Stop Me if You Think You've Heard This One Before
You've got about 72 hours of summer left -- why not spend a couple minutes of it (a mere 1/2160th of the entire weekend! That's like no time at all!) reminiscing about the final week of the season? Your barbecue party will wait, trust us. Have a great holiday, and see you Tuesday!
· Forget tired sequels and reboots for franchises like Rambo, Spider-Man, Big Momma's House, or Fantastic Four -- who's ready for some Jerkin'?
· Rob Zombie, Oscar-winning production designer John Myhre, Dustin Milligan, Verge honoree Logan Lerman, and doc filmmaker Mitch McCabe all paid us a visit for an interview.
· Between this week's Mad Men recap and the tumultuous shifts in the series' power rankings, we had reason to break out our accordions: There will be a Season Four.
· Among the many ways NBC plans to become "more colorful," hiring Jenna Bush Hager was probably not one we'd have predicted.

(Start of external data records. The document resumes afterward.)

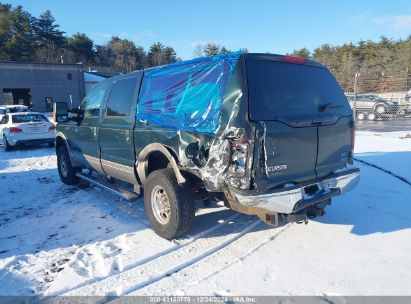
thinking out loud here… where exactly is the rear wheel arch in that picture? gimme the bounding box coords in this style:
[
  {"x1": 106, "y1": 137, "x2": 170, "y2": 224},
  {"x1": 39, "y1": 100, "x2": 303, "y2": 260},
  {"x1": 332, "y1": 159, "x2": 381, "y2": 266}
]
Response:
[{"x1": 136, "y1": 143, "x2": 186, "y2": 186}]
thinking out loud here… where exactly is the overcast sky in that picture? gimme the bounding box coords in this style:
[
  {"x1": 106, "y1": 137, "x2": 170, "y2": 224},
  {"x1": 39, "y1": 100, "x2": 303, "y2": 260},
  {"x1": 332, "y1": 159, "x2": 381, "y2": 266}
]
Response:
[{"x1": 10, "y1": 0, "x2": 411, "y2": 59}]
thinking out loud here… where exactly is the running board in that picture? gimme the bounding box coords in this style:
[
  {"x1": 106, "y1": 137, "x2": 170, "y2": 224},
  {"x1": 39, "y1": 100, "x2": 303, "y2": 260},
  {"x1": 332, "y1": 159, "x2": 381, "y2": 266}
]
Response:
[{"x1": 76, "y1": 172, "x2": 140, "y2": 201}]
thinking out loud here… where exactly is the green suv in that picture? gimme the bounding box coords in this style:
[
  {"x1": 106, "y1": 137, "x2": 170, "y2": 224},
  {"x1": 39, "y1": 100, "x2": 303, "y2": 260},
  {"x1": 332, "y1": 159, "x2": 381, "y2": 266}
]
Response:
[{"x1": 54, "y1": 52, "x2": 360, "y2": 239}]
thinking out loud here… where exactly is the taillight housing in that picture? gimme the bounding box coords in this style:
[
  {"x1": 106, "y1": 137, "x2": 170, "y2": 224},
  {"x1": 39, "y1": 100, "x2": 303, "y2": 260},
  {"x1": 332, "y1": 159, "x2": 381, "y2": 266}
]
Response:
[
  {"x1": 48, "y1": 124, "x2": 56, "y2": 131},
  {"x1": 229, "y1": 141, "x2": 249, "y2": 176},
  {"x1": 10, "y1": 127, "x2": 22, "y2": 133}
]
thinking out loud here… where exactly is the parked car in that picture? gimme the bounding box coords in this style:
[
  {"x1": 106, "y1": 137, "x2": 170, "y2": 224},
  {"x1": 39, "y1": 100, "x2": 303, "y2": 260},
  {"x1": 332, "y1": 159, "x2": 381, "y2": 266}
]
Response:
[
  {"x1": 0, "y1": 112, "x2": 56, "y2": 151},
  {"x1": 0, "y1": 105, "x2": 30, "y2": 121},
  {"x1": 54, "y1": 52, "x2": 360, "y2": 239},
  {"x1": 346, "y1": 94, "x2": 399, "y2": 120}
]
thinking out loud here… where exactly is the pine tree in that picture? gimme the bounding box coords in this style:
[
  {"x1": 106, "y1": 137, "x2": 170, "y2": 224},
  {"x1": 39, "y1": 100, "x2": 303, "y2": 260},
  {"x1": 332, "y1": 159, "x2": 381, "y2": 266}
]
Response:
[
  {"x1": 33, "y1": 10, "x2": 65, "y2": 47},
  {"x1": 0, "y1": 4, "x2": 35, "y2": 61},
  {"x1": 69, "y1": 32, "x2": 95, "y2": 64}
]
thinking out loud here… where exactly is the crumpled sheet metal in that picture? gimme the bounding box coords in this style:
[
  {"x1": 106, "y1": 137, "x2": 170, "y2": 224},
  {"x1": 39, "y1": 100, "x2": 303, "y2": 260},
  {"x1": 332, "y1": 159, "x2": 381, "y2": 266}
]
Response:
[{"x1": 137, "y1": 52, "x2": 242, "y2": 135}]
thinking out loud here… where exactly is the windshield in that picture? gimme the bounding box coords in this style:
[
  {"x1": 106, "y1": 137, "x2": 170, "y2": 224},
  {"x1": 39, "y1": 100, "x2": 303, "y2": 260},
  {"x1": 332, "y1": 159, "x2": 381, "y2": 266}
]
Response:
[
  {"x1": 12, "y1": 114, "x2": 48, "y2": 123},
  {"x1": 246, "y1": 60, "x2": 351, "y2": 121}
]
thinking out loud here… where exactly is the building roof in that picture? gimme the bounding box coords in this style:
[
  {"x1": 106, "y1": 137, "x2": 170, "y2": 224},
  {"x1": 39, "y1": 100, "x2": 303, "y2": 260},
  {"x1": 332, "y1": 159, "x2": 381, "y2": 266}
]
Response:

· The bow-tie market plunged 64 percent after a sort-of contrite Chris Brown appeared on Larry King Live.
· The Academy made more rule changes to the Best Picture category. James Cameron responded by adding the showstopping Brendan Fraser to Avatar.
· True Blood got extra-complex. Weeds wound down Season Five. (But is Mary-Louis Parker winding down Weeds?)
· Mother, Trucker and The Hills made up a Two-Minute Verdict trifecta for the ages.
· In anticipation of The Real L Word, we counted down the five reality-TV lesbians to beat.
· You can bet that neither Avril Lavigne nor Katy Perry will apply the same judiciousness to American Idol as we applied to Jeremy Piven's latest sushi defense.
· We discovered Megan Fox really can act -- and she doesn't even need Michael "Hitler" Bay breathing down her neck to do it.
· Whatever Mickey's doing to Spider-Man in that picture above, I hope it's not just a sick metaphor for Disney buying Marvel.